The original image can be extracted based on vector values, and HSV is done to get the color depth by converting RGB to HSV. According to the histogram, the rice object average value ranges from 232 to 256. Figure 3 displays the HSV image.

Figure 3. The difference in the image of the original rice foreign object: (a), HSV (b), hue (c), saturation (d), value (e)

The gray level co-occurrence matrix (GLCM) was then utilized to extract texture features in a variety of domains and applications, including image capture, biometrics, pattern recognition, and remote sensing [24]. In GLCM, the local pattern of an image is examined, while the grayscale pixel value is determined based on the total of the contrasts. Eqns. (1), (2), (3), (4), (5), and (6) of this works main variables include contrast, dissimilarity, homogeneity, energy, correlation, and ASM. Angle orientation values and lengths too close or far apart will make the information on each pixel relatively homogeneous or uneven and will also make the information between pixels meaningless. GLCM will extract the pixel information after the HSV image is greyed out. In this case, the RGB color image will be converted to HSV and then into a grey image. It is necessary to normalize the co-occurrence matrix before generating the GLCM variable. First, the entire co-occurrence accumulation is divided to calculate the normalization. The pieces are added together once they have been normalized. The difference in the amount of gray visible in an image is referred to as the contrast value; there will be no contrast if all pixels have the same value.

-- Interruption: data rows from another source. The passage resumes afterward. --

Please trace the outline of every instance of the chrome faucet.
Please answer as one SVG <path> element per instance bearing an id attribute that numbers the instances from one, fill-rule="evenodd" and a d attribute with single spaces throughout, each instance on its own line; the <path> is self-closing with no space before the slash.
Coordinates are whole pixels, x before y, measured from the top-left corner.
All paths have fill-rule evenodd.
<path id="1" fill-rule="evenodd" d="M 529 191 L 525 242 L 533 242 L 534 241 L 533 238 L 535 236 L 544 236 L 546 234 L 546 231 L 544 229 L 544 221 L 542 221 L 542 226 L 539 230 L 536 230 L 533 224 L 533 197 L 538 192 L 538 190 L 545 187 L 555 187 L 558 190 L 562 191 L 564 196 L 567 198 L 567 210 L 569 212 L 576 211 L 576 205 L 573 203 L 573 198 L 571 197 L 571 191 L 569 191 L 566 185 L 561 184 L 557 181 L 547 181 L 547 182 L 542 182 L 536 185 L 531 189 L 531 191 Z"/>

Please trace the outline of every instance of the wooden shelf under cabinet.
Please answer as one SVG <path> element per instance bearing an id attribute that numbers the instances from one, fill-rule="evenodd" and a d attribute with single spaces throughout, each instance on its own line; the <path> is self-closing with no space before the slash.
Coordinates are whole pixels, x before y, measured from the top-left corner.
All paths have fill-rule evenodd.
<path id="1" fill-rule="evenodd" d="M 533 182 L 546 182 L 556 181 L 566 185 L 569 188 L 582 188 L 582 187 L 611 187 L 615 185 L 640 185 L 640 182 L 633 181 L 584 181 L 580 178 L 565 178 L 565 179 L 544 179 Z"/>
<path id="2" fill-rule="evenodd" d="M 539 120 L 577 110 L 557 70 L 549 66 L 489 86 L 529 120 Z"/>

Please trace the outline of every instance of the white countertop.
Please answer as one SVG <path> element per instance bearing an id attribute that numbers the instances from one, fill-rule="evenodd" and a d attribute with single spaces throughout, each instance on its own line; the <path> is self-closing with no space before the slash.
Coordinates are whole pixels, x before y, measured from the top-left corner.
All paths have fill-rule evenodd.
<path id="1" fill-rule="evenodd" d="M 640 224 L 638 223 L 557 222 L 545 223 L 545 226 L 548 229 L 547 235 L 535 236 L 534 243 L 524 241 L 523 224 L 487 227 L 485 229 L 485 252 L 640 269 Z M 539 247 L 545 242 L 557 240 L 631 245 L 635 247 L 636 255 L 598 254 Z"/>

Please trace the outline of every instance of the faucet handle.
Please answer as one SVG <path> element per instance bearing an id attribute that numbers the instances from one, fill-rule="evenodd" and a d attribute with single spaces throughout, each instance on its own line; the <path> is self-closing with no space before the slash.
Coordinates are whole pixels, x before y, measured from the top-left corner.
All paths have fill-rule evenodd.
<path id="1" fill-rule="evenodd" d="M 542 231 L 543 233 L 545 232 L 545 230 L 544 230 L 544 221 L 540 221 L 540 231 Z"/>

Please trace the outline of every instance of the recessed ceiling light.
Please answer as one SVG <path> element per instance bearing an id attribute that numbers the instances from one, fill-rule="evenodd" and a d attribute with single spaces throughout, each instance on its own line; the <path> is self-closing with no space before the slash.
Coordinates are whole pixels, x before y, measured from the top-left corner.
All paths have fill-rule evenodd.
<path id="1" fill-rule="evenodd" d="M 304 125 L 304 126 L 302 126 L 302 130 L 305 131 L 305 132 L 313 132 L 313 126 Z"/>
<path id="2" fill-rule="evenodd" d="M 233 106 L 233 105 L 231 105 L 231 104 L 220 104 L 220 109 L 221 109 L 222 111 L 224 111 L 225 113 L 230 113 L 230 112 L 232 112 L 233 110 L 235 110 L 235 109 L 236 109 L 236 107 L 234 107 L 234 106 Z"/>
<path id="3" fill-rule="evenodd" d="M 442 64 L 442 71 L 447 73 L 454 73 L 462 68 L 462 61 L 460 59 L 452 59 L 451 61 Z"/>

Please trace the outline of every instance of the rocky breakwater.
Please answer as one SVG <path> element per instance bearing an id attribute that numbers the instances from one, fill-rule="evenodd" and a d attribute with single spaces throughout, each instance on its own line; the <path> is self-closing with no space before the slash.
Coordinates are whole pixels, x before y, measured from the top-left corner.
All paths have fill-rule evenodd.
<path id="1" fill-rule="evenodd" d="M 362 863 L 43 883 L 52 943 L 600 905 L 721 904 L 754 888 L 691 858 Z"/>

Contrast $=\sum_{i=1}^L \sum_{j=1}^L Y(i, j)(i-\mu i)^2$           (1)

Eq. (1) calculates the average intensity of pixels in class i and the intensity difference between pairs of pixels (i,j). Y(i,j) represents the frequency with which the pixel pairings (i,j) appear in the image, and μi represents the class i mean of pixel intensity. Homogeneity shows the image with a degree of grey similarity, and Eq. (2) is the similarity.

Homogeneity $=\sum_{i=1}^L \sum_{j=1}^L \frac{Y(i, j)^2}{1+(i-j)^2}$                         (2)

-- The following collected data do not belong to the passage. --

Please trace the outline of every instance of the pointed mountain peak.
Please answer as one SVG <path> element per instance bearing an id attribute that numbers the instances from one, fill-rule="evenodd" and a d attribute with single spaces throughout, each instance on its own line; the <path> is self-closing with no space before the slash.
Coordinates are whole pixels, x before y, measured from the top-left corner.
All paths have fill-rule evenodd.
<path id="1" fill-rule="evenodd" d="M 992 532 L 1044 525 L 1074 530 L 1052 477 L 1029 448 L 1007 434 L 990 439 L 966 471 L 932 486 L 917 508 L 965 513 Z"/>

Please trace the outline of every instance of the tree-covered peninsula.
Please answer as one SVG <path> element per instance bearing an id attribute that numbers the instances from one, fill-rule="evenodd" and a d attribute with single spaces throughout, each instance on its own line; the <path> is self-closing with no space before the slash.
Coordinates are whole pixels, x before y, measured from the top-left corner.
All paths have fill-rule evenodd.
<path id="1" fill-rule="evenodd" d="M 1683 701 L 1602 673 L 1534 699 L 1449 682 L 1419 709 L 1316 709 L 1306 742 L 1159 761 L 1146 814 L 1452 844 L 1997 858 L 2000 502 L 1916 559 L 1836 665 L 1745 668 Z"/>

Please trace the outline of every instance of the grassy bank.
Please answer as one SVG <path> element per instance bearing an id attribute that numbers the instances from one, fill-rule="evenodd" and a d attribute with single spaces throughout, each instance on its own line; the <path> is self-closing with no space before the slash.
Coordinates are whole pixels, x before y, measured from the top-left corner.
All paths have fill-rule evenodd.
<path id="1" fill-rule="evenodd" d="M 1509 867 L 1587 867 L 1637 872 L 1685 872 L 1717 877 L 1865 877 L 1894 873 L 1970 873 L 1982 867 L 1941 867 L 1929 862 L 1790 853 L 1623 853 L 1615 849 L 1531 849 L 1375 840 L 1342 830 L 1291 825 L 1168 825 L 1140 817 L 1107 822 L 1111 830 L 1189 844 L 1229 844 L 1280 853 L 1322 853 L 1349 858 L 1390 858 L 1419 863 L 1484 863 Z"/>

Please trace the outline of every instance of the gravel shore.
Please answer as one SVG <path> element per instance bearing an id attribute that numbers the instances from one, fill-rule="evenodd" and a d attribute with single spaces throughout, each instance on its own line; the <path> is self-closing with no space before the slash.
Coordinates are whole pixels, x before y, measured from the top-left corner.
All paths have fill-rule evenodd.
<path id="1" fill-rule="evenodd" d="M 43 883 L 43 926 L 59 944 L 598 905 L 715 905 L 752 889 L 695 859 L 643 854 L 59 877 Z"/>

Energy indicates a measure of the concentration of a pair of pixels in an intensity matrix that is congruent at some coordinates, Eq. (3) is the energy equation.

Energy $=\sum_{i=1}^L \sum_{j=1}^L Y(i, j)^2$                           (3)

Dissimilarity is a measure of the distance between pairs of objects (pixels) in the desired region, and the following shows Eq. (4) is the equation.

Dissimilarity $=\sum_{i=1}^L \sum_{j=1}^L|i-j| p(i, j)$                                    (4)

Correlation $=\frac{\sum_{i=1}^{N g} \sum_{j=1}^{N g}[(i j) p(i, j)]-\mu_x \mu_y}{\sigma_x \sigma_y}$                                       (5)

Angular Second Moment $(A S M)=\sum_{i, j=0}^{N-1} i P_{i, j^2}$                                      (6)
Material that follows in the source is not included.